Lors du Conseil national du l'UMP de samedi, le Premier ministre a qualifié le fameux amendement autorisant le recours aux tests ADN en matière de regroupement familial de "détail masquant l'essentiel du texte".
Une polémique est née quant à l'utilisation du terme "détail", lequel avait été employé par un certain JM Le Pen pour qualifier l'existence des chambres à gaz il y a tout juste 20 ans. Pour ma part, je ne me livrerai pas à une bataille terminologique. Je crois en effet que l'essentiel n'est pas là.
Le projet de loi relatif à la maîtrise de l’immigration, à l’intégration et à l’asile a été amendé et adopté (conformément au principe de la navette législative) par le Sénat le 4 octobre 2007. Analysons le fond de la mesure en question.
Le projet de texte se présente comme suit :
« Le demandeur d'un visa pour un séjour de longue durée supérieure à trois mois, ou son représentant légal, ressortissant d'un pays dans lequel l'état civil présente des carences peut, en cas d'inexistence de l'acte de l’état civil ou lorsqu'il a été informé par les agents diplomatiques ou consulaires de l'existence d'un doute sérieux sur l'authenticité de celui-ci, qui n'a pu être levé par la possession d'état telle que définie à l'article 311-1 du même code, demander que son identification par ses empreintes génétiques soit recherchée afin d'apporter un élément de preuve d'une filiation déclarée avec la mère du demandeur de visa. Le consentement des personnes dont l'identification est ainsi recherchée doit être préalablement et expressément recueilli. Une information appropriée quant à la portée et aux conséquences d'une telle mesure leur est délivrée.
En droit français, le principe du recours aux empreintes génétiques d'une personne a été posé par loi sur la bioéthique du 29 juillet 1994. Les cas dans lesquels l'identification d'une personne par ses empreintes génétiques peut être recherchée sont les suivants : à des fins médicales, de recherche scientifique et d'établissement ou de contestation d'un lien de filiation après autorisation d'un juge.
En droit de la filiation, la preuve par le test ADN est le moyen le plus fiable pour connaître avec certitude la vérité concernant la filiation biologique d'un enfant. Mais il n'est pas le seul. Le juge privilégie ainsi conformément à la volonté du législateur la possession d'état.

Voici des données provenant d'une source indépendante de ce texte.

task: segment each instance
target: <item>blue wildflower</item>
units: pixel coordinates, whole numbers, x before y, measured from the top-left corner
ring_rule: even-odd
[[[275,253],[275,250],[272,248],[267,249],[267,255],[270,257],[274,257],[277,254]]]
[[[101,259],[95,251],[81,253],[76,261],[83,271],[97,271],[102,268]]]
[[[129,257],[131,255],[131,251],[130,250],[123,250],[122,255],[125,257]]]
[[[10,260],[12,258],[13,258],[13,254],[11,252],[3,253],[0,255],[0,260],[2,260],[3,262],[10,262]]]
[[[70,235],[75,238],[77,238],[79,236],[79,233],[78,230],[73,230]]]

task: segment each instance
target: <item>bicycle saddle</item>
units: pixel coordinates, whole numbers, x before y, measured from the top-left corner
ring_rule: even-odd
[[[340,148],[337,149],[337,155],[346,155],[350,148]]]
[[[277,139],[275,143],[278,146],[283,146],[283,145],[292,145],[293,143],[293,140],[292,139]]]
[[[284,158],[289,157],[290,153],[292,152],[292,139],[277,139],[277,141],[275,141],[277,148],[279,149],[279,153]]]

Explications : en droit français, pour prouver un lien de filiation, trois moyens sont possibles : les titres (actes de reconnaissance de l'enfant : père d'un tel, mère d'un tel dans l'acte de naissance), la possession d'état, et l'expertise biologique (test ADN). La possession d'état est une notion centrale en droit de la filiation. Elle permet de tenir compte d'un lien affectif, solide et connu de l'entourage qui a pu se créer entre une personne et un enfant. Cette vérité sociologique atténue donc le principe selon lequel le lien de filiation doit reposer sur un lien biologique. Le lien social ou sociologique prime même, lorsqu'il existe, sur la vérité biologique. Tout comme le droit du sol prime sur le droit du sang. La portée symbolique de ces dispositions est forte. Elles constituent même l'un des socles de notre République.
Le très controversé amendement Mariani (du nom de son génie) prévoit ceci : en cas de carence de l'état civil du pays d'origine, ou en cas d'inexistence ou de doute sérieux de/sur l'authenticité de l'acte d'état civil, ou encore en cas d'absence de possession d'état établie, le demandeur d'asile (au titre du regroupement familial) peut demander une expertise biologique pour prouver un lien de filiation entre sa mère (ou supposée) et lui-même.
Quid de la situation d'une personne orpheline de sa mère ? Test ADN post-mortem ? Test ADN sur le seul parent survivant ? Pas de réponse dans la loi.
Sur le fond et après étude la disposition, on comprend bien que cette mesure ne va concerner que très peu de personnes. En effet, au regard des conditions fixées par le projet de loi, les possibilités sont effectivement minces.
A mon goût le scandale n'est donc pas dans la lettre de la loi. Il se trouve plutôt dans l'esprit de la loi. Une fois de plus, il s'agit de stigmatiser les immigrés (assimilés à d'éventuels fraudeurs), et caresser dans le sens du poil l'électorat frontiste à qui l'on doit bien ça ! Cela montre bien à cet égard la fragilité des valeurs communes que nous tirons des principes républicains.
On le voit donc bien, si comme le dit le Premier ministre il s'agit d'un détail, c'est véritablement un détail de trop !
Même C. Pasqua est choqué : "Le choix des tests ADN n'est pas acceptable (...) Cela rappelle de mauvais souvenirs, à nous gaullistes. On sait l'usage qu'ont fait les nazis de la génétique".